Par souci d'objectivité, les juges, tous français, étaient invités à procéder à une dégustation à l'aveugle des vins sélectionnés. Aussi furent-ils eux-mêmes surpris - et atteints dans leur fierté nationale même - quand ils constatèrent que les deux vainqueurs, tant du côté des blancs que des rouges, provenaient de la vallée de Napa en Californie.

«Ce fut une onde de choc, explique Randall Miller, coscénariste et réalisateur de Bottle Shock, une comédie dramatique construite autour de cet événement. Ce concours a mis les vins californiens sur la carte. Auparavant, ils n'étaient pas du tout pris au sérieux.»

Comme nombre de ses compatriotes, Miller, un cinéaste issu de la sphère indépendante qui travaille toujours en équipe avec sa compagne Jody Savin, ne connaissait rien de cette histoire.

«J'apprécie les bons vins comme tout le monde mais je ne suis pas un expert. Je me doutais qu'un événement précis a fait en sorte que la réputation des vins californiens a radicalement changé au cours des années 70, mais je ne savais pas vraiment de quoi il s'agissait.»

Savin et Miller qui, habituellement, ne travaillent que leurs propres scénarios, se sont laissé convaincre par le producteur J. Todd Harris (Urbania) de jeter un coup d'oeil sur un script déjà existant, au coeur duquel figurait ce concours dont les résultats ont semé l'émoi sur la planète viticole.

«Le prétexte, déjà, était intéressant, mais encore fallait-il mettre un peu de chair autour de l'os. Et trouver des personnages qui sont dramatiquement riches», observe Miller.

Les coscénaristes n'ont pas eu à chercher très loin pour trouver les héros de leur histoire.

«En nous inspirant des véritables protagonistes, nous avons pu aller au-delà de la compétition car ces gens possédaient déjà des personnalités très fortes. La dynamique particulière entre le vigneron Jim Barrett et son fils Bo nous a tout de suite conquis!»

Bill Pullman prête ainsi ses traits à cet ancien avocat qui, dans les années 70, abandonne tout pour établir son vignoble à Napa Valley. Il y produit le Chateau Montelana, un vin blanc à base de chardonnay. Chris Pine interprète de son côté Bo, un fils un peu déjanté qui trouvera quand même le moyen, contre l'avis de son père, de rendre célèbre le vin produit par ce dernier.

«Dès que nous les avons rencontrés, nous les avons adorés! dit Savin. Ils ne nous connaissaient pas depuis cinq minutes que déjà ils s'obstinaient! C'était merveilleux!»

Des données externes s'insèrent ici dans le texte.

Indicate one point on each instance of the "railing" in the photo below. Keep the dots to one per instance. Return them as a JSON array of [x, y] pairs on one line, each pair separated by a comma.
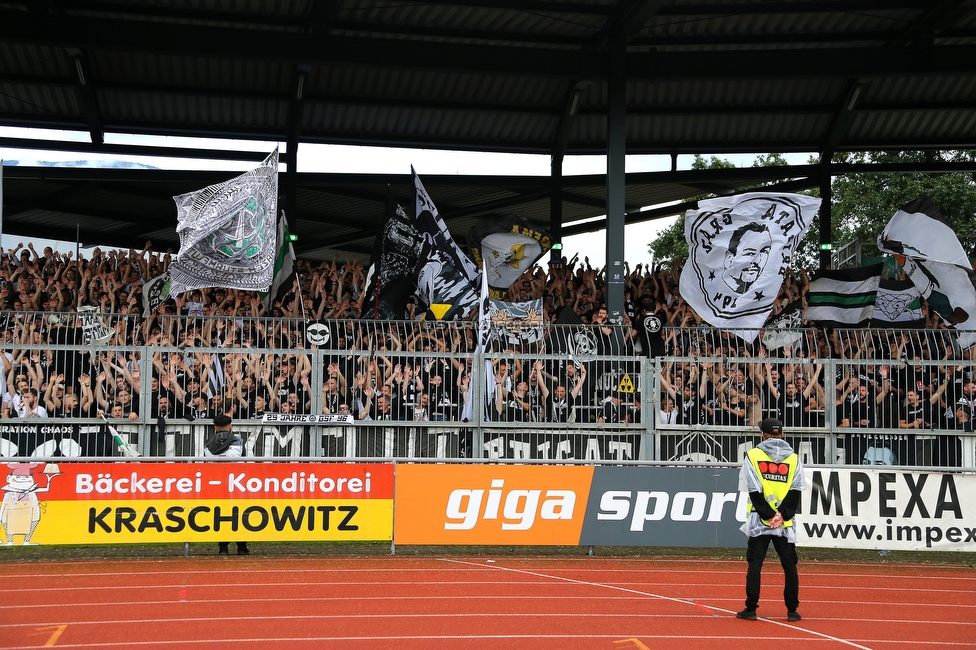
[[700, 407]]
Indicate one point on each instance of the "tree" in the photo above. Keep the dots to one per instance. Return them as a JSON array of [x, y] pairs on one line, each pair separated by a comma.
[[671, 245], [864, 203]]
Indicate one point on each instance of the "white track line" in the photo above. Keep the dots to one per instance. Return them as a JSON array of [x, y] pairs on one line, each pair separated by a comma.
[[659, 596]]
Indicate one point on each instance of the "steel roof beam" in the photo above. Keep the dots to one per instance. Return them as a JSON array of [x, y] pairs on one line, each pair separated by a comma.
[[190, 40]]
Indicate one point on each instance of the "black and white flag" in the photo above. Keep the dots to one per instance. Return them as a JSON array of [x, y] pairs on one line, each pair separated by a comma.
[[154, 293], [930, 252], [785, 328], [448, 280], [228, 232], [516, 323], [739, 249], [398, 252], [898, 305], [94, 328], [506, 247]]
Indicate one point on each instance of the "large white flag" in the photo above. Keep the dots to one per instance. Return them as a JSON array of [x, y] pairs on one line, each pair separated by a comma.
[[928, 249], [447, 281], [227, 233], [739, 249]]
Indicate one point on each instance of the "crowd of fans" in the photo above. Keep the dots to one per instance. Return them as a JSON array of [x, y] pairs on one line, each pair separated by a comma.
[[381, 371]]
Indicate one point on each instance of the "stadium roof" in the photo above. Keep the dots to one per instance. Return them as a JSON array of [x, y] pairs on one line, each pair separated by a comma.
[[702, 76]]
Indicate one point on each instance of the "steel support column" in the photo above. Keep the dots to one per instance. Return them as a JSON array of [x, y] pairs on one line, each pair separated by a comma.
[[825, 230], [556, 205], [616, 176]]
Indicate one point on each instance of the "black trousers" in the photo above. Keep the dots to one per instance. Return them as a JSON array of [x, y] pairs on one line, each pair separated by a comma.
[[756, 554]]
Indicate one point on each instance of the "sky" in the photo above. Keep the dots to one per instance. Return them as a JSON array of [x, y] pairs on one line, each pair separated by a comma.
[[319, 158]]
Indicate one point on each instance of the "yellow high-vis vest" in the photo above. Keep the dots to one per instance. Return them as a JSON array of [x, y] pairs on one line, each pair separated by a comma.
[[776, 478]]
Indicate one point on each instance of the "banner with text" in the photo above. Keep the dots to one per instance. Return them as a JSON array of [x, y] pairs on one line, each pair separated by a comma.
[[138, 503], [894, 510]]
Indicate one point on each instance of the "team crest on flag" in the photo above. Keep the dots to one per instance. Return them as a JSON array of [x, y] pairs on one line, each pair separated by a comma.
[[506, 247], [516, 322], [843, 298], [934, 260], [228, 232], [154, 293], [446, 275], [739, 249], [784, 329]]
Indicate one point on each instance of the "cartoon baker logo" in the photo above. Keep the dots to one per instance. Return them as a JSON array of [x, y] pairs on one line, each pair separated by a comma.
[[740, 248], [21, 509]]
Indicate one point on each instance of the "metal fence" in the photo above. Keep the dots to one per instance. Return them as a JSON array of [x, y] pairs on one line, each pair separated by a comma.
[[580, 393]]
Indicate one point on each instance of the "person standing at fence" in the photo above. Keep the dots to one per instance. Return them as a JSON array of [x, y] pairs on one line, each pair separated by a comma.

Alan Rickman incarne par ailleurs Steven Spurrier, cet expatrié anglais installé à Paris qui, pour mettre au point le concours qu'il organise, se rend en Californie afin de choisir des vins qui pourraient peut-être - peut-être - rivaliser avec les crus du terroir français.

Ayant déjà cédé ses droits à un autre projet de film dans lequel son nom est évoqué, Spurrier n'a pas pu collaborer avec l'équipe de Bottle Shock.

«Comme je le connaissais déjà un petit peu, je lui ai quand même téléphoné! indique Alan Rickman. Qui, pour les besoins du film, a dû ressortir les notions de langue française qu'il possédait.»

Un regain d'intérêt

«Quand Spurrier a su que j'allais l'incarner à l'écran, il en a été horrifié! Je l'ai rassuré en lui disant que je ne ferais pas une imitation. À vrai dire, j'aimerais même qu'il devienne une sorte de héros grâce à ce film. Ce qu'il est déjà pour les vignerons californiens de toute façon.»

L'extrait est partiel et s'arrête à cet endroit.